Why Do Chips Need Testing?
A chip that is correctly designed can still be incorrectly manufactured. Semiconductor fabrication involves hundreds of process steps — photolithography, deposition, etching, chemical-mechanical polishing, implantation — each with its own variability. A particle of contamination landing on a wafer, a lithography focus error, a metal via that didn't fill completely — any of these can create a defect that turns a functional design into a broken chip.
The numbers are sobering. Even at mature process nodes with well-controlled fabs, typical die yields are 60–90%. At leading-edge nodes (3nm, 2nm), yields for large dies start significantly lower and improve over time. Every chip that ships with a manufacturing defect is a potential field return, a safety issue, or a recall.
Testing is the last gate before a chip reaches the customer. The Automatic Test Equipment (ATE) — a machine costing $1–5 million — applies thousands of test vectors to every chip, measures the outputs, and decides: pass or fail.

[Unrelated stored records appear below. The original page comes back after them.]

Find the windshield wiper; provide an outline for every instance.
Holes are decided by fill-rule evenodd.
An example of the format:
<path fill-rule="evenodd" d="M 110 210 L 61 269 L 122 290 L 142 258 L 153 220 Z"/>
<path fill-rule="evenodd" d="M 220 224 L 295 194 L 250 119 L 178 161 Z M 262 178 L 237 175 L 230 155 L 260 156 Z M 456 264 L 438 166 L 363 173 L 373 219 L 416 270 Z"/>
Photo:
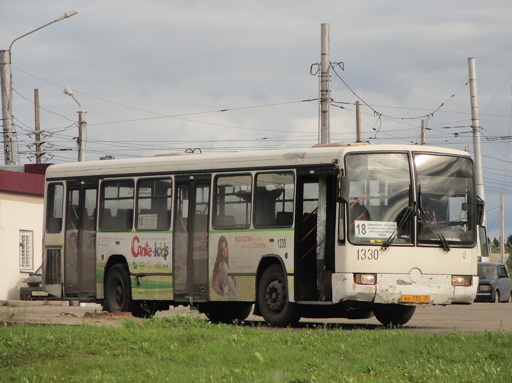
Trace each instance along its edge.
<path fill-rule="evenodd" d="M 391 235 L 389 236 L 384 243 L 382 243 L 382 250 L 387 250 L 388 248 L 389 247 L 390 245 L 393 243 L 393 241 L 395 240 L 396 238 L 397 235 L 398 233 L 398 231 L 402 229 L 402 228 L 405 225 L 406 223 L 407 222 L 408 219 L 409 219 L 409 216 L 411 215 L 411 213 L 414 210 L 412 205 L 410 203 L 408 206 L 405 207 L 406 214 L 403 215 L 403 217 L 402 217 L 402 219 L 400 220 L 400 222 L 398 225 L 396 226 L 395 229 L 391 233 Z"/>
<path fill-rule="evenodd" d="M 441 241 L 441 246 L 444 249 L 444 251 L 450 251 L 450 244 L 448 243 L 448 241 L 446 241 L 446 239 L 444 238 L 444 236 L 439 230 L 439 228 L 436 225 L 433 224 L 433 222 L 435 222 L 435 221 L 426 209 L 420 207 L 419 219 L 420 221 L 423 221 L 424 222 L 427 227 L 437 235 L 437 237 Z"/>
<path fill-rule="evenodd" d="M 421 185 L 420 184 L 418 185 L 418 210 L 419 213 L 418 216 L 419 216 L 420 222 L 423 222 L 425 226 L 430 230 L 436 233 L 437 235 L 437 238 L 439 239 L 439 241 L 441 242 L 441 247 L 444 249 L 445 251 L 450 251 L 450 244 L 448 243 L 448 241 L 446 241 L 446 239 L 444 238 L 444 236 L 441 232 L 441 230 L 437 227 L 437 225 L 435 224 L 435 220 L 432 218 L 432 216 L 430 215 L 430 213 L 429 212 L 429 211 L 426 208 L 421 206 Z"/>

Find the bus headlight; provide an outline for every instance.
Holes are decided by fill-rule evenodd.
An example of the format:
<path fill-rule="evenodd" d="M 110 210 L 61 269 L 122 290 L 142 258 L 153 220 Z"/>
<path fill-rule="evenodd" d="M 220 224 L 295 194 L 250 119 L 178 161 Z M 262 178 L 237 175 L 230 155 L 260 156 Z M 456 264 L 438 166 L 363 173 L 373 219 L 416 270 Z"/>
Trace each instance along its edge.
<path fill-rule="evenodd" d="M 452 275 L 452 286 L 471 286 L 471 275 Z"/>
<path fill-rule="evenodd" d="M 377 281 L 375 274 L 354 274 L 354 283 L 356 285 L 375 285 Z"/>

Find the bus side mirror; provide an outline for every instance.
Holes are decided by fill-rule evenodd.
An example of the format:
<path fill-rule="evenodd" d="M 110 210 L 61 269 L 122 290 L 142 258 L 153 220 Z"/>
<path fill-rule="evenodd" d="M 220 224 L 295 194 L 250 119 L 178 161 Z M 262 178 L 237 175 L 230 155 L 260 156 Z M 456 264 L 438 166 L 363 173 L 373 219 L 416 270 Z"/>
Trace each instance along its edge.
<path fill-rule="evenodd" d="M 481 226 L 483 223 L 483 213 L 484 210 L 484 208 L 485 206 L 485 203 L 484 202 L 483 200 L 480 198 L 479 197 L 477 196 L 477 224 Z"/>
<path fill-rule="evenodd" d="M 349 202 L 349 192 L 350 191 L 350 179 L 346 176 L 339 176 L 338 185 L 338 201 L 339 203 Z"/>

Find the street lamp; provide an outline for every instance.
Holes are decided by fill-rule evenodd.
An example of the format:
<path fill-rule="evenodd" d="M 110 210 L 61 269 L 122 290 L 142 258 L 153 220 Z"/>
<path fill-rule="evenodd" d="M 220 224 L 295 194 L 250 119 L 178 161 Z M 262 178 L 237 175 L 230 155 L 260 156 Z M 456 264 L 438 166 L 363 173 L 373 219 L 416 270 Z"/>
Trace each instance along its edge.
<path fill-rule="evenodd" d="M 64 94 L 71 96 L 78 104 L 80 110 L 78 113 L 78 162 L 85 161 L 86 155 L 86 112 L 82 111 L 82 107 L 73 95 L 73 91 L 69 88 L 64 88 Z"/>
<path fill-rule="evenodd" d="M 33 33 L 50 24 L 67 18 L 78 12 L 76 9 L 68 11 L 53 22 L 39 27 L 13 40 L 9 49 L 0 50 L 0 80 L 2 81 L 2 117 L 4 129 L 4 158 L 6 165 L 14 165 L 17 161 L 16 139 L 13 134 L 12 123 L 12 82 L 11 75 L 11 49 L 15 41 Z"/>

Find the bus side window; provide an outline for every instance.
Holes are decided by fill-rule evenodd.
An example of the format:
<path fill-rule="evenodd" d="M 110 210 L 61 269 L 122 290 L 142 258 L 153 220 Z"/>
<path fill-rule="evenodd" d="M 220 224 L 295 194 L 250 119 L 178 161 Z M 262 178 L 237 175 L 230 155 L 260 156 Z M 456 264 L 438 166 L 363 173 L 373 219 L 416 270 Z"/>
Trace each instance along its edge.
<path fill-rule="evenodd" d="M 252 184 L 250 174 L 220 176 L 215 178 L 212 223 L 214 228 L 249 227 Z"/>
<path fill-rule="evenodd" d="M 101 230 L 127 231 L 133 227 L 133 180 L 104 181 L 100 194 L 99 228 Z M 110 210 L 111 214 L 108 214 Z"/>
<path fill-rule="evenodd" d="M 291 172 L 256 175 L 255 226 L 291 227 L 293 223 L 294 182 Z"/>
<path fill-rule="evenodd" d="M 167 230 L 170 227 L 173 181 L 170 178 L 141 179 L 137 188 L 138 230 Z"/>
<path fill-rule="evenodd" d="M 60 232 L 62 228 L 62 200 L 64 186 L 60 183 L 48 185 L 46 195 L 46 231 Z"/>

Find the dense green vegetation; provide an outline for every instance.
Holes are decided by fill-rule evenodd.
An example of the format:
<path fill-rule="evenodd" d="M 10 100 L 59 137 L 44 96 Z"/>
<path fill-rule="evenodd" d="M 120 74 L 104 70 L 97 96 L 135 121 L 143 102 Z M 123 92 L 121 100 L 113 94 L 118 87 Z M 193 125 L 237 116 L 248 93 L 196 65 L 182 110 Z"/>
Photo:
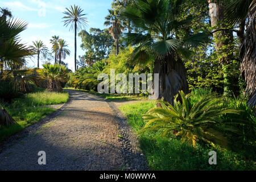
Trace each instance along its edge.
<path fill-rule="evenodd" d="M 0 140 L 23 130 L 56 110 L 47 105 L 65 103 L 68 93 L 38 92 L 13 100 L 10 104 L 0 103 L 15 120 L 9 126 L 0 126 Z"/>
<path fill-rule="evenodd" d="M 197 92 L 195 91 L 194 92 Z M 198 96 L 192 94 L 191 98 L 195 100 Z M 200 98 L 197 98 L 200 99 Z M 230 101 L 232 105 L 234 101 Z M 246 105 L 244 101 L 243 102 Z M 233 150 L 224 149 L 220 146 L 212 147 L 199 142 L 196 147 L 187 142 L 182 142 L 181 138 L 174 134 L 163 136 L 163 131 L 147 130 L 141 132 L 146 122 L 143 115 L 148 110 L 155 107 L 155 101 L 142 101 L 121 106 L 119 109 L 126 116 L 129 125 L 139 135 L 141 147 L 145 154 L 148 164 L 153 170 L 244 170 L 255 169 L 254 161 L 255 156 L 251 155 L 255 147 L 250 150 L 242 147 Z M 230 108 L 233 107 L 230 106 Z M 254 118 L 254 126 L 256 118 Z M 232 138 L 229 139 L 232 140 Z M 236 146 L 243 145 L 242 140 L 233 139 L 230 144 L 236 141 Z M 209 165 L 208 153 L 216 151 L 217 165 Z M 248 160 L 248 158 L 251 159 Z"/>

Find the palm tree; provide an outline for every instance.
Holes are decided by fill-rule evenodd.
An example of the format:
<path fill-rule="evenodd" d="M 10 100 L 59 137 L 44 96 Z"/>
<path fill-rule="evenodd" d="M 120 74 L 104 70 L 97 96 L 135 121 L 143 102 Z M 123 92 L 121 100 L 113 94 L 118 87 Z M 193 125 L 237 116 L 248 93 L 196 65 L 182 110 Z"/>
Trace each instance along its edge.
<path fill-rule="evenodd" d="M 62 39 L 57 42 L 58 49 L 57 50 L 57 58 L 59 58 L 59 64 L 61 64 L 61 60 L 66 59 L 67 55 L 70 55 L 70 51 L 67 48 L 67 42 Z"/>
<path fill-rule="evenodd" d="M 156 98 L 164 97 L 172 104 L 179 90 L 188 92 L 182 56 L 188 57 L 191 48 L 209 42 L 204 33 L 184 31 L 184 35 L 178 34 L 181 27 L 187 27 L 192 20 L 191 17 L 181 20 L 176 18 L 182 1 L 131 1 L 123 12 L 132 28 L 139 31 L 125 34 L 122 38 L 123 44 L 136 47 L 134 60 L 146 61 L 152 57 L 155 60 L 154 73 L 159 76 L 159 96 Z"/>
<path fill-rule="evenodd" d="M 36 53 L 36 55 L 38 57 L 38 68 L 39 68 L 40 57 L 43 59 L 46 58 L 48 53 L 48 50 L 42 40 L 36 40 L 35 42 L 33 42 L 32 43 L 33 46 L 31 46 L 31 47 Z"/>
<path fill-rule="evenodd" d="M 38 70 L 42 80 L 47 81 L 47 90 L 62 92 L 61 82 L 67 81 L 68 69 L 63 65 L 45 64 L 43 69 Z"/>
<path fill-rule="evenodd" d="M 7 8 L 0 7 L 0 13 L 1 14 L 0 18 L 2 18 L 5 20 L 6 20 L 7 18 L 11 18 L 13 17 L 13 14 L 11 14 L 11 11 Z"/>
<path fill-rule="evenodd" d="M 57 63 L 57 51 L 59 49 L 58 41 L 59 39 L 59 36 L 55 35 L 52 36 L 52 39 L 50 39 L 50 43 L 52 45 L 52 53 L 54 53 L 55 63 Z"/>
<path fill-rule="evenodd" d="M 248 104 L 256 106 L 256 0 L 232 0 L 227 8 L 226 18 L 233 24 L 248 18 L 244 36 L 240 70 L 250 95 Z"/>
<path fill-rule="evenodd" d="M 109 10 L 109 15 L 105 18 L 104 25 L 109 27 L 109 32 L 115 41 L 117 55 L 118 55 L 119 53 L 119 39 L 124 27 L 117 11 Z"/>
<path fill-rule="evenodd" d="M 63 13 L 67 16 L 63 18 L 65 19 L 64 20 L 64 26 L 70 26 L 69 30 L 75 30 L 75 70 L 76 71 L 76 35 L 77 31 L 84 28 L 88 23 L 87 18 L 84 17 L 86 14 L 83 14 L 82 10 L 78 6 L 71 6 L 69 9 L 66 8 L 66 11 Z"/>

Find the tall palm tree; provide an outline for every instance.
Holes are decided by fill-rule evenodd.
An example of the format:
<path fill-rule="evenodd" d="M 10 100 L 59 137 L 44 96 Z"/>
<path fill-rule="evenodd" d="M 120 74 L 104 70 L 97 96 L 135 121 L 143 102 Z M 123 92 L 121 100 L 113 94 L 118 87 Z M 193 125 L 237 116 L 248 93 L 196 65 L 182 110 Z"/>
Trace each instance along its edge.
<path fill-rule="evenodd" d="M 115 41 L 117 55 L 119 53 L 119 39 L 124 27 L 119 12 L 117 10 L 109 10 L 109 15 L 105 18 L 104 25 L 109 27 L 109 32 Z"/>
<path fill-rule="evenodd" d="M 57 51 L 59 49 L 58 41 L 60 39 L 59 36 L 53 36 L 52 39 L 50 39 L 50 43 L 52 44 L 52 52 L 54 53 L 55 63 L 57 63 Z"/>
<path fill-rule="evenodd" d="M 59 58 L 59 64 L 61 64 L 61 60 L 66 59 L 67 55 L 70 55 L 70 51 L 67 48 L 67 42 L 62 39 L 57 42 L 58 49 L 57 51 L 57 58 Z"/>
<path fill-rule="evenodd" d="M 68 69 L 63 65 L 45 64 L 43 69 L 39 69 L 40 78 L 47 81 L 47 90 L 62 92 L 61 82 L 68 78 Z"/>
<path fill-rule="evenodd" d="M 87 25 L 87 18 L 85 17 L 86 15 L 84 14 L 84 11 L 79 6 L 73 5 L 71 6 L 69 9 L 66 8 L 66 11 L 63 13 L 66 15 L 63 18 L 64 20 L 64 26 L 68 27 L 70 26 L 69 31 L 75 30 L 75 70 L 76 71 L 76 35 L 77 31 L 85 27 Z"/>
<path fill-rule="evenodd" d="M 179 90 L 188 92 L 181 56 L 188 57 L 191 48 L 209 42 L 204 33 L 184 31 L 185 35 L 178 34 L 181 27 L 186 28 L 192 20 L 191 17 L 176 18 L 182 2 L 182 0 L 131 1 L 123 12 L 132 28 L 139 31 L 125 34 L 122 42 L 136 46 L 134 60 L 154 59 L 154 73 L 159 76 L 159 96 L 155 96 L 156 98 L 164 97 L 172 104 Z"/>
<path fill-rule="evenodd" d="M 256 0 L 232 0 L 226 16 L 232 23 L 247 18 L 240 70 L 246 82 L 249 104 L 256 106 Z"/>
<path fill-rule="evenodd" d="M 7 8 L 0 7 L 0 14 L 1 14 L 0 18 L 4 20 L 6 20 L 7 18 L 11 18 L 13 17 L 11 11 Z"/>
<path fill-rule="evenodd" d="M 32 42 L 33 46 L 31 47 L 33 49 L 34 51 L 36 53 L 36 55 L 38 57 L 38 68 L 39 68 L 39 59 L 40 57 L 43 59 L 46 58 L 47 54 L 48 53 L 48 50 L 47 47 L 44 44 L 42 40 L 36 40 Z"/>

The set of test vectors is generated by ATPG (Automatic Test Pattern Generation) tools, and the probability that a bad chip slips through is determined by the fault coverage of those vectors.
Modern chips have billions of transistors. You cannot apply enough random test vectors to thoroughly exercise all of them in a reasonable time. DFT solves this by adding special test structures (scan chains, BIST, JTAG) that make the chip's internal state directly accessible — converting an intractable test problem into a manageable one.
Defect vs Fault vs Error vs Failure
DFT engineers use these four terms precisely. Confusing them is a common interview mistake.
| Term | Definition | Layer | Example |
|---|---|---|---|
| Defect | Physical imperfection from manufacturing | Physical | Metal particle bridging two wires; unfilled via |
| Fault | Logical abstraction of a defect's circuit effect | Logical | Net stuck-at-1 due to short to VDD |
| Error | Incorrect logic value produced at a node | Logical | Output of gate = 1 when it should be 0 |
| Failure | Observable incorrect system behaviour | System | Chip produces wrong output; system crashes |
A defect always causes a fault (in the fault model). A fault causes an error only when the faulty net is exercised (driven to the opposite of its stuck value). An error causes a failure only when it propagates to an observable output. A defect can be present without causing a field failure — if it happens to be on a rarely-used path or if the error is masked by other logic. This is why fault coverage targets are not 100% — some faults are structurally impossible to observe (untestable faults).
Fault Models
Because directly modeling billions of physical defect sites is intractable, DFT uses fault models — simplified logical abstractions that correlate well with real manufacturing defects. Different fault models detect different classes of physical defects.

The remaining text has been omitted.